Now let me interject a personal note, to set up the problem in the final screencapture below. In a manner hardly different than Greenpeace’s page of experts,* [12/5/17 Author’s edit: broken link, works here] the Heartland Institute has pages for its topic experts, and I still find it rather amusing that I am among them here.* [3/7/17 Author’s edit: More recently, Heartland has renamed its people collection as “Who We Are,” thus I must now refer to the archive link where I was labeled as an “expert.] In my 9/15/10 AmericanThinker article, I said in self-deprecation, “I’m just a semi-retired idiot graphic artist”, and regarding my designation as ‘topic expert’ at Heartland, I advocated for a non-traditional clarification about that early on. It was overruled in favor of their standard curriculum vitae format. At least I gave it a shot.
Therein lies a problem for Gelbspan: given all those mentions of him being an “expert”, especially when an uninformed person might misinterpret them, where has he rejected or corrected those labels? And what explains all those other numerous instances where he apparently decided not to offer his “Pulitzer co-recipient” backpedal tactic?
The problem comes home to roost with this screencapture, where we are told on no uncertain terms that he was “one of Al Gore’s key climate change advisers“.
With no science expertise to speak of, and likely little knowledge or comprehension of skeptic scientists’ detailed assessments, how could he possibly deserve the label of “key climate change adviser”?
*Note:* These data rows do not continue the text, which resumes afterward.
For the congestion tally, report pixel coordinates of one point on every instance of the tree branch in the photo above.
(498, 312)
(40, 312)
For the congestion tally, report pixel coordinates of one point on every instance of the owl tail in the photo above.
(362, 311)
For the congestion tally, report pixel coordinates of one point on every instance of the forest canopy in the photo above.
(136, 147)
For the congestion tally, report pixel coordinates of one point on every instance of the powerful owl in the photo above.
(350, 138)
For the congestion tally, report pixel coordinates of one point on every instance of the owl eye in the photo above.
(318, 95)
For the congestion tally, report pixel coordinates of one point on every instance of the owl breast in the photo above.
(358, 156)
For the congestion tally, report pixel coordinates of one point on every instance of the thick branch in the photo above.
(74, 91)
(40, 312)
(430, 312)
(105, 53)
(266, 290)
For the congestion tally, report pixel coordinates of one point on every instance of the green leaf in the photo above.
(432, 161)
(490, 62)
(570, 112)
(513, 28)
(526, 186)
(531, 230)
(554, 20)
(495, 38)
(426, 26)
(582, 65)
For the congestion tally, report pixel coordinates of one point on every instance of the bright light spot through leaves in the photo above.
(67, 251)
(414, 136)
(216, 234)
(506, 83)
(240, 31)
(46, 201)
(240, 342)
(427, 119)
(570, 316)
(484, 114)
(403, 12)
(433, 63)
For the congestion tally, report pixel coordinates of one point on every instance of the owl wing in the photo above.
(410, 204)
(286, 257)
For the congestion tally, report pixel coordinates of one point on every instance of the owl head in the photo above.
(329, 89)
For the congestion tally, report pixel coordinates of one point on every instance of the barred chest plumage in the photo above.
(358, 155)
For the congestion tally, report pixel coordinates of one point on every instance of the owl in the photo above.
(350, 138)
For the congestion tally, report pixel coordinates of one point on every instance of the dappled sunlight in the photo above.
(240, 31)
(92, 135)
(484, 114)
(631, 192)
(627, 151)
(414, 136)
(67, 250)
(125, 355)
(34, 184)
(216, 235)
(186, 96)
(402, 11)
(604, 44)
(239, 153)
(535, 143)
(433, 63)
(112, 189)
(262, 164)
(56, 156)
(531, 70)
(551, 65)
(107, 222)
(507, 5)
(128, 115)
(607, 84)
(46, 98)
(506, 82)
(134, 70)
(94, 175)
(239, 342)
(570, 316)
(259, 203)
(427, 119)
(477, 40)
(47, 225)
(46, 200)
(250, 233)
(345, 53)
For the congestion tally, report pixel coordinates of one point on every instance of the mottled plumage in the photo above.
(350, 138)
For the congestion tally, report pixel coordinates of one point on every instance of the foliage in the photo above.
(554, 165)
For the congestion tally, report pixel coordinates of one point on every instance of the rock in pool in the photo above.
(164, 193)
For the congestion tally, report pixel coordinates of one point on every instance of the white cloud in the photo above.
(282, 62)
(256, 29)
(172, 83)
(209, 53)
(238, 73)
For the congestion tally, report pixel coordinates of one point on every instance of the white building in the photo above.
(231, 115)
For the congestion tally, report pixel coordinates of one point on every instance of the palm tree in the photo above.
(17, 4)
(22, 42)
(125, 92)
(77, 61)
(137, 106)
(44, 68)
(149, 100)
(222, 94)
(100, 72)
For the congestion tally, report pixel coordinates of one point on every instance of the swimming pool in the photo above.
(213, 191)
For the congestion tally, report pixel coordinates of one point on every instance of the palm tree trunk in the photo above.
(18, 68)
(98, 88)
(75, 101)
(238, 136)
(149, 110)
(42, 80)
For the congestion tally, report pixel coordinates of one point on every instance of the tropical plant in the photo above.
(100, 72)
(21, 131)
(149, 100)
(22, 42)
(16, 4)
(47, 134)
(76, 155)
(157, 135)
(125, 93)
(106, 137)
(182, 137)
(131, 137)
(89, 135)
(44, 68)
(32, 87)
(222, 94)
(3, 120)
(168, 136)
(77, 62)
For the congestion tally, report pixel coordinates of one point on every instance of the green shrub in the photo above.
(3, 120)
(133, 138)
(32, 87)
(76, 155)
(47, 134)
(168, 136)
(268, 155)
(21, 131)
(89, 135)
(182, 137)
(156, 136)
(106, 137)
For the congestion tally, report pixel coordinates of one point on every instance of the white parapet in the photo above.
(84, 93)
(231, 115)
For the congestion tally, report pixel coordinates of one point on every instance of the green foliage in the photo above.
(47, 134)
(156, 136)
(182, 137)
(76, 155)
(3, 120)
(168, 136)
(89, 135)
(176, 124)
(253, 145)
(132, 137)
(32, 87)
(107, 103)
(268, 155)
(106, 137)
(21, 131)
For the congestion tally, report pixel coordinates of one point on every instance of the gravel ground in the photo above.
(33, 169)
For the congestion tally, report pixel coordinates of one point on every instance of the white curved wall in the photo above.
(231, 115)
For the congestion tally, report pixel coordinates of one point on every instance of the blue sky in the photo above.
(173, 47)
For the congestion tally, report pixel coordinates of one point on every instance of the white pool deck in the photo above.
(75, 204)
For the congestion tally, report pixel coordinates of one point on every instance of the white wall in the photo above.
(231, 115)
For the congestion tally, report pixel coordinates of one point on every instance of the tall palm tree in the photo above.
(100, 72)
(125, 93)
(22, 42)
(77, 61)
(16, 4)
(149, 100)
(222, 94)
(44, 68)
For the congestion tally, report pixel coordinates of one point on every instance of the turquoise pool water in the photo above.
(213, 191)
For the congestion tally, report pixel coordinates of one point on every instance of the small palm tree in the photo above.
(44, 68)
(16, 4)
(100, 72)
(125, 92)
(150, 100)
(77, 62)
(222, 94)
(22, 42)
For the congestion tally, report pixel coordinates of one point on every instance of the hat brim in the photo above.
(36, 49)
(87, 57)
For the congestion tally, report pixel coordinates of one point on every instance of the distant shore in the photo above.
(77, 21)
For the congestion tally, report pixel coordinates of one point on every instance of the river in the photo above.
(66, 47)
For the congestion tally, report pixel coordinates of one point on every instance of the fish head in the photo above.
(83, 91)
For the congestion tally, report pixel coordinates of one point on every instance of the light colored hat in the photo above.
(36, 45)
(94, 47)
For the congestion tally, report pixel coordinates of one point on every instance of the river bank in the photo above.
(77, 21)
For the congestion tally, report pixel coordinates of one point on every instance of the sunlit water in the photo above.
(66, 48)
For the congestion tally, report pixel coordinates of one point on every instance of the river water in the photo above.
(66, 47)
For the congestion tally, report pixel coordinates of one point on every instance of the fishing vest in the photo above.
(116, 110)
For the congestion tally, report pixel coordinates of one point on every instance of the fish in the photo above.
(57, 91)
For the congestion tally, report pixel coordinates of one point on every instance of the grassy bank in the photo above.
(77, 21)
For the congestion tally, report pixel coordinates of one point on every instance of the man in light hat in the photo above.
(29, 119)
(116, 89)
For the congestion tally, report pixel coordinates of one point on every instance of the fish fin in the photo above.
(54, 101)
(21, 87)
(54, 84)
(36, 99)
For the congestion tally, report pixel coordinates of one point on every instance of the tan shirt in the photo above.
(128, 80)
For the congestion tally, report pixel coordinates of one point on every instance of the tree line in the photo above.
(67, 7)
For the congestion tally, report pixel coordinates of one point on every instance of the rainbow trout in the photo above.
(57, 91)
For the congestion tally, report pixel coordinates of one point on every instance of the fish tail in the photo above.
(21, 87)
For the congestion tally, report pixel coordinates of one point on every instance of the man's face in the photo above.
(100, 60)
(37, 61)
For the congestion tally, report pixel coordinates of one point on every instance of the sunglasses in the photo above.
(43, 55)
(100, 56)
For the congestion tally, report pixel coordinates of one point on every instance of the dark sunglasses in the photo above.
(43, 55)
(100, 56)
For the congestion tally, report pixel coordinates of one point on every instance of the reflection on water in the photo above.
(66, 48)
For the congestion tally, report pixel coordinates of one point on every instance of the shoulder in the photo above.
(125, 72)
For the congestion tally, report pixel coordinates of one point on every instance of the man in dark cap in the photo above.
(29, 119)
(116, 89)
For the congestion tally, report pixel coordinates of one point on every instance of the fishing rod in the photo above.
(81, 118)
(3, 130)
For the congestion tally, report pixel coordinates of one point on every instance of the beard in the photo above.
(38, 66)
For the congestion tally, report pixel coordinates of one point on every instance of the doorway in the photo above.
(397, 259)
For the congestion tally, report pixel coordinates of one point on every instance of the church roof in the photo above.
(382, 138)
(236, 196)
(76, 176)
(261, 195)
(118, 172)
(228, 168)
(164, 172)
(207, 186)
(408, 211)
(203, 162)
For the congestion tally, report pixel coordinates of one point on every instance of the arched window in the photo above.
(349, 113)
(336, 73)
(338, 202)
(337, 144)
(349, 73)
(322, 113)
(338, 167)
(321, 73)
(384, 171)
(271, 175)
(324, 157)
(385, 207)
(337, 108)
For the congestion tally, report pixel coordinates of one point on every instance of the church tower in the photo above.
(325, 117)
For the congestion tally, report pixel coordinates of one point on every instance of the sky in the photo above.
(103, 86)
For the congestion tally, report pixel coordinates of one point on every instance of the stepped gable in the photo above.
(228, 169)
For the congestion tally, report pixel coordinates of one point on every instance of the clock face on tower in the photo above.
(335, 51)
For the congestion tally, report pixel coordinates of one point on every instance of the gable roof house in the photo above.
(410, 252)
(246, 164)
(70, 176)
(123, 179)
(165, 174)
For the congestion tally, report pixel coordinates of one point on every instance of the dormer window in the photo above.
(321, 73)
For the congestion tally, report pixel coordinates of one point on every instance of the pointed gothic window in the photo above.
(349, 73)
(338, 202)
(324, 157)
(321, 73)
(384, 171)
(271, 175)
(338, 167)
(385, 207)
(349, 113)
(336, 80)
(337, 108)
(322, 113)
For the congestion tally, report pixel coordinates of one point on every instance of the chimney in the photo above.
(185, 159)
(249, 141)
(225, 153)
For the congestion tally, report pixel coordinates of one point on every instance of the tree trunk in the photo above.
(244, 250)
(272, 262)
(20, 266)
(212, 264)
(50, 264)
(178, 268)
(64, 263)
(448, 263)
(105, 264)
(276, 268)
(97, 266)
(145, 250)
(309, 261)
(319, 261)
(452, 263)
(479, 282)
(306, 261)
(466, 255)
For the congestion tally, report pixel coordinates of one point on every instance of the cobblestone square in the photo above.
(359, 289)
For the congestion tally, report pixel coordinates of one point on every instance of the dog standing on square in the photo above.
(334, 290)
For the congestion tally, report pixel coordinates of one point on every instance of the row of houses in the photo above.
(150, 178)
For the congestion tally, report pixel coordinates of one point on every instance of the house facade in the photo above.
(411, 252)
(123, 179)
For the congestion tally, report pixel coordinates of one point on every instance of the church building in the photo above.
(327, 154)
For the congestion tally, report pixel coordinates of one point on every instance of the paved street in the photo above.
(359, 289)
Now consider how well this could work out for Al Gore, if the science conclusions of the IPCC collapse in the face of overwhelming criticism from skeptic climate scientists. All he needs to say is he was misled by a charismatic reporter who passed himself off as a Pulitzer winner. For good measure, Gore could also say he was misled by one other person having too close of ties to Gelbspan, Kalee Kreider.